The beginning of the year is also a good time to check on the new annual contribution limits for retirement and benefit accounts, many of which are indexed to inflation. Our income has been quite variable these last few years, so I regularly adjust our paycheck deferral percentages based on expected income for the year. I still try to max things out if I can, or at least stay on pace to do so.
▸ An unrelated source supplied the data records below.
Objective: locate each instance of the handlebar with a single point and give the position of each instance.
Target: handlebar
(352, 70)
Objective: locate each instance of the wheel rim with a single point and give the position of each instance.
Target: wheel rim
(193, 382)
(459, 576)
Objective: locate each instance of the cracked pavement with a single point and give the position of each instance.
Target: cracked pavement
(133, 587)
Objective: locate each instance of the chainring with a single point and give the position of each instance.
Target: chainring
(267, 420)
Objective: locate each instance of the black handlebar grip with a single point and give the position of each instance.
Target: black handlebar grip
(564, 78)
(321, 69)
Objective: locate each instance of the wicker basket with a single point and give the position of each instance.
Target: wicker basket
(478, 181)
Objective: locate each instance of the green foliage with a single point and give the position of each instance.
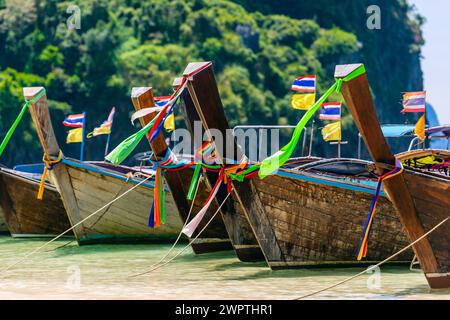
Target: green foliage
(126, 43)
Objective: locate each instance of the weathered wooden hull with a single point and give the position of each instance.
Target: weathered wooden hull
(215, 237)
(297, 221)
(125, 220)
(319, 224)
(420, 197)
(431, 196)
(25, 215)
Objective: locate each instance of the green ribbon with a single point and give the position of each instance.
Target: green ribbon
(126, 147)
(194, 181)
(279, 158)
(17, 121)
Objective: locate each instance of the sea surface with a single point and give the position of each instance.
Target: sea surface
(63, 270)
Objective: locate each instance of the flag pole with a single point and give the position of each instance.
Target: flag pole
(82, 138)
(311, 138)
(304, 142)
(109, 136)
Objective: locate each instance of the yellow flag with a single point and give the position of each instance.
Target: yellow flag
(75, 135)
(169, 124)
(420, 128)
(332, 131)
(303, 101)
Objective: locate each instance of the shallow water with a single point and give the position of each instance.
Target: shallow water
(102, 272)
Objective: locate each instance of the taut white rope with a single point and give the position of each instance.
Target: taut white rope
(377, 265)
(189, 244)
(71, 228)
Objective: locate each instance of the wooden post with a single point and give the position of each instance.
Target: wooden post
(205, 96)
(358, 98)
(59, 175)
(238, 228)
(142, 97)
(311, 139)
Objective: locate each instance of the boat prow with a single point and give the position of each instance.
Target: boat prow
(421, 198)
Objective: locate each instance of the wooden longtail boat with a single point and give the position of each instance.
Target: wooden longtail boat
(304, 214)
(214, 237)
(239, 230)
(421, 197)
(26, 216)
(87, 187)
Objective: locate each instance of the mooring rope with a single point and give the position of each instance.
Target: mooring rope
(71, 228)
(377, 265)
(181, 231)
(99, 218)
(187, 246)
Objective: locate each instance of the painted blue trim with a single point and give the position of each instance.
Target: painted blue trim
(97, 169)
(337, 184)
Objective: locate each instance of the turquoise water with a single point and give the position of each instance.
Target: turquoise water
(103, 272)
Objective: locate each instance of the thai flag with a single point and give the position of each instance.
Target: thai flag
(161, 101)
(414, 101)
(331, 111)
(74, 120)
(305, 84)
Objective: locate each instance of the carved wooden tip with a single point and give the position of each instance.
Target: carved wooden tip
(30, 92)
(193, 66)
(176, 83)
(344, 70)
(138, 91)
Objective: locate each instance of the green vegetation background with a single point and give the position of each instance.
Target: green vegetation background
(258, 48)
This 2023 SHRM article has a nice summary of 2023 vs. 2022 numbers for most employer-based retirement and benefit accounts.
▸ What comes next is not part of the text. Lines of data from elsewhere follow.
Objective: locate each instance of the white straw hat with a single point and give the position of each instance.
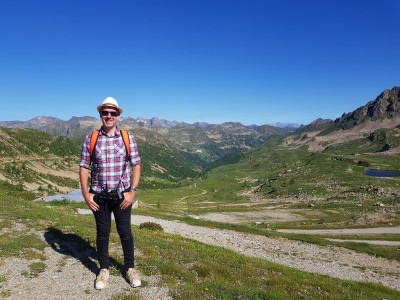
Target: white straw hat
(109, 102)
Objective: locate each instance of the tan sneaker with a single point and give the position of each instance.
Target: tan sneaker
(133, 277)
(102, 278)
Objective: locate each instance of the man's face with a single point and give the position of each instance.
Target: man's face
(109, 117)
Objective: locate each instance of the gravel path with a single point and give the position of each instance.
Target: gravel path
(332, 261)
(70, 275)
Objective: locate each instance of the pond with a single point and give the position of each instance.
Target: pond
(382, 173)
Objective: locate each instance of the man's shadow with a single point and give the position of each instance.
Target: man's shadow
(76, 247)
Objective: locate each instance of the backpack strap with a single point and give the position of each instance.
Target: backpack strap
(125, 137)
(93, 141)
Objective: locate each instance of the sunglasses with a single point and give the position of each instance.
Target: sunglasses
(105, 113)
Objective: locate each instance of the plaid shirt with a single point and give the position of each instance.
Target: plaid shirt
(108, 173)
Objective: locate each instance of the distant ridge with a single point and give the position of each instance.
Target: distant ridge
(376, 124)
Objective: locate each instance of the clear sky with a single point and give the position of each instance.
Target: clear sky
(249, 61)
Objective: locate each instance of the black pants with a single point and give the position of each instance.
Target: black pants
(103, 227)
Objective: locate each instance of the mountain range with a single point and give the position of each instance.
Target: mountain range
(210, 142)
(42, 154)
(207, 141)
401k/403b Employer-Sponsored Accounts.
For example, I would break down the applicable limit down to monthly and bi-weekly amounts:
- $22,500 annual limit = $1,875 per monthly paycheck.
- $22,500 annual limit = $865.38 per bi-weekly paycheck.
The higher maximum limits are useful are for those folks that have the ability to contribute extra money into their 401k accounts on an after-tax basis (and then potentially perform an in-service Roth rollover), or those self-employed persons with SEP IRAs or Self-Employed 401k plans.
If you are contributing to a pre-tax account instead of a Roth, you could also use a paycheck calculator to find the detailed impact to your after-tax “take home” pay.
The investment options in 401k plans have also improved on average steadily over the years with lower fees and costs, allowing your money to compound even faster.
Traditional/Roth IRAs. The annual contribution limits are up $500 from last year, now $6,500 with an additional $1,000 allowed for those age 50+.
- $6,500 annual limit = $541.67 per monthly paycheck.
- $6,500 annual limit = $250 per bi-weekly paycheck.
Most brokerage accounts (Vanguard, Fidelity, M1 Finance) will allow you to set up automatic investments on a weekly, biweekly, or monthly basis. As long as you have enough money in your linked checking account, the broker will transfer the cash over and then invest it on a recurring basis. You may even be able to sync it to take out money the very same or next day as when your paycheck hits.
Health Savings Accounts are often treated as the equivalent of a “Healthcare IRA” due the potential triple tax benefits (tax-deduction on contributions, tax-deferred growth for decades, and tax-free withdrawals towards qualified healthcare expenses). This assumes that you have a high-deductible health insurance plan (more popular every year as they are cheaper for employers too), you can cover your current healthcare expenses out-of-pocket, and you can still afford to contribute to the HSA. Up a little for 2023.
Healthcare Flexible Spending Accounts are still an commonly-available option for others. Up a little for 2023.
Dependent Care FSAs are easy tax savings if you have children in daycare and/or preschool. These are not indexed to inflation.
Even if you aren’t hitting the limits, just increasing your salary deferral contribution rate 1% higher than last year can make a substantial difference if you keep it up. Simple evergreen advice. The easiest way for me not to eat potato chips is not the have them in the house. (Looking at you, Costco bag of Himalayan Salt Kettle Chips…) The easiest way to make sure you don’t spend the money that you want to invest, is to never have it touch your bank account.